ISO-NE discussed its plans for preventing and mitigating market power as it overhauls its capacity market and resource retirement processes at a NEPOOL Markets Committee meeting.
ISO-NE discussed its plans for preventing and mitigating market power as it overhauls its capacity market and resource retirement processes at the NEPOOL Markets Committee’s meeting April 8.
The RTO’s Capacity Auction Reform (CAR) project proposes to reduce the time between auctions and capacity commitment periods, transitioning the region from a forward market to a prompt construct. ISO-NE also plans to decouple resource retirements from the capacity offer process because the timing of the prompt market would not give the RTO enough time to address reliability issues created by retirements.
Under the new format, ISO-NE would require retiring resources to submit deactivation notices two years prior to their retirement from the market. As proposed, retirement notices would be binding and trigger an ISO-NE review process of potential reliability and market power issues. (See ISO-NE Gives Updates on Prompt, Seasonal Capacity Market Changes.)
The market power analysis would include a conduct test to evaluate whether the resource is expected to be economic and a net portfolio benefits test to study whether a market participant’s overall portfolio would benefit from the resource retirement.
If a resource fails both tests, ISO-NE would issue a penalty equal to 1.5 times the participant’s expected portfolio-wide revenue increase from the retirement. These charges would be credited as a refund to all market participants.
“The market power charge is expected to be used infrequently,” said Kevin Coopey, principal analyst at ISO-NE. “Ideally, the risk of being charged deters the exercise of market power.”
The tests and charges would be based on expected market outcomes prior to the forward auction, instead of the actual market results.
“By evaluating market power at the notification deadline, we consider the perspective of the participant at the time of the deactivation notification,” Coopey said.
Coopey said basing market power charges on the actual auction results would create a nearly two-year delay for participants to learn the actual charge amount, creating significant uncertainty associated with unexpected events distorting market results and risks of excessively large charges.
Some stakeholders expressed concern about reconciling differences between the market expectations of participants and the ISO-NE Internal Market Monitor.
“The IMM acknowledges that different assumptions may be reasonable when the market participant holds different market information or beliefs,” Coopey said. “The IMM will accept different assumptions when they are reasonably justified.”
Responding to stakeholder requests for ISO-NE to allow participants to withdraw retirement requests, Coopey said the RTO is “considering the feedback,” adding that “the increased optionality of having withdrawable notifications must be balanced against the risk of increasing the likelihood of reliability retentions.”

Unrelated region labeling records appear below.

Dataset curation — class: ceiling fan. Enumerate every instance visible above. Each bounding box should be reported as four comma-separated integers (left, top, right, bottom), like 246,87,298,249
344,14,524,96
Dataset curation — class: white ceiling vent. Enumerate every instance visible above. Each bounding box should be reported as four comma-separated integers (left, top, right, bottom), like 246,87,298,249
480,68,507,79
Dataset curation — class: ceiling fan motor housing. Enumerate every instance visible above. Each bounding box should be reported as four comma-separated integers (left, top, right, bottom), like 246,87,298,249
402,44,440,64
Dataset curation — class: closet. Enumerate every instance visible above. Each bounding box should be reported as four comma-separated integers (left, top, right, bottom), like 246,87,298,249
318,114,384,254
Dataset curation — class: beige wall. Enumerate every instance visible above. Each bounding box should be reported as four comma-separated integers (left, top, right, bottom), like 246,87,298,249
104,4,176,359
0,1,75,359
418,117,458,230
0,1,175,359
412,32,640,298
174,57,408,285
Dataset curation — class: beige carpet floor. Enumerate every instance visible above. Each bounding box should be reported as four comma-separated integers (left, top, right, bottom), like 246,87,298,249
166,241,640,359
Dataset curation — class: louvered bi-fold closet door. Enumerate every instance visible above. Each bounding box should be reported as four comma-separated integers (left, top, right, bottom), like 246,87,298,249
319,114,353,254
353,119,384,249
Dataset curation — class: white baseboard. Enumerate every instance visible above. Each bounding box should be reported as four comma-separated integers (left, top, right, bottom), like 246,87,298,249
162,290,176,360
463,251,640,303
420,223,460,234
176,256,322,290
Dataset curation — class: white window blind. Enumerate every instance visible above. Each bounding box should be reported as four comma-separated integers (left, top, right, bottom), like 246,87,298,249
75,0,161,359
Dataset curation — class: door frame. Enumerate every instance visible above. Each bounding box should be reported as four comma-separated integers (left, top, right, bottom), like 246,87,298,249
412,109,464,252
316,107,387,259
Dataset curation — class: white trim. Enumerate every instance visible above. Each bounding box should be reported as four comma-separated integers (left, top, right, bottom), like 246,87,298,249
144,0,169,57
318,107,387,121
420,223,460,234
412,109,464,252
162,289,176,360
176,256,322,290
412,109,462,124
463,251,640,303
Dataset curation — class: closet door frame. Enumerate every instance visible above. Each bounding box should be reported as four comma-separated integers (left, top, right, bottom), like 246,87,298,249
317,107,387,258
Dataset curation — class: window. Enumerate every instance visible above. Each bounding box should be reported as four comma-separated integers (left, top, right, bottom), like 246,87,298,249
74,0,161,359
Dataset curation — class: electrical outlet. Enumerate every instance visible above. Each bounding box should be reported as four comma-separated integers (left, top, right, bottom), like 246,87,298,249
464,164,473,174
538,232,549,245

ISO-NE has expressed concern that participants could fish for out-of-market resource retentions if they are allowed to withdraw a retirement request when a resource is not retained.
Responses to the proposal for a market power charge have been mixed, with some stakeholders arguing the proposal may not be punitive enough to prevent exercising market power, while others made the case it would be too punitive and could create reliability issues by preventing deteriorating resources from retiring.
Ben Griffiths of LS Power advocated for more flexibility on the timing of retirement submissions, proposing that resources not needed for reliability should be allowed to retire with less than two years of advance notice.
“Without commenting on the merits of the two-year notice proposal, allowing for accelerated exit of resources determined nonessential for reliability would reduce market inefficiencies and resource owner concerns about forced market participation,” Griffiths said.
“Optional, expeditious deactivation for non-reliability resources lets the region split the difference on notification: Longer notice period lets the region proactively explore reliability implications of each deactivating resource, while accelerated exit allows it to avoid a lengthy exit period when they aren’t needed,” he added.
Also at the MC meeting, ISO-NE presented its plans for mitigating market power concerns on offers within the capacity market. Andrew Copland of ISO-NE said that “in the ISO’s current design, most key components of seller-side market power mitigation framework will remain substantively unchanged.”
He said ISO-NE will run a conduct test and a pivotal-supplier test to evaluate market power, and it plans to impose a “binding offer ceiling at the IMM’s estimated competitive offer price” for resources that fail both tests. Copland said ISO-NE will publish a capacity cost review threshold; all offers that surpass the threshold will be subject to cost review by the IMM.
Copland also noted that ISO-NE is updating its auction participation rules for the prompt market and will require “all commercial resources capable of providing capacity … to offer it into the auction.”
He said resources that hold unused capacity interconnection rights pose a barrier for other resources looking to enter the market and could cause these resources to incur significant interconnection costs. He noted that participants can include multiple cost levels within a capacity offer from a single resource to account for the potential added costs of offering a resource’s full capacity.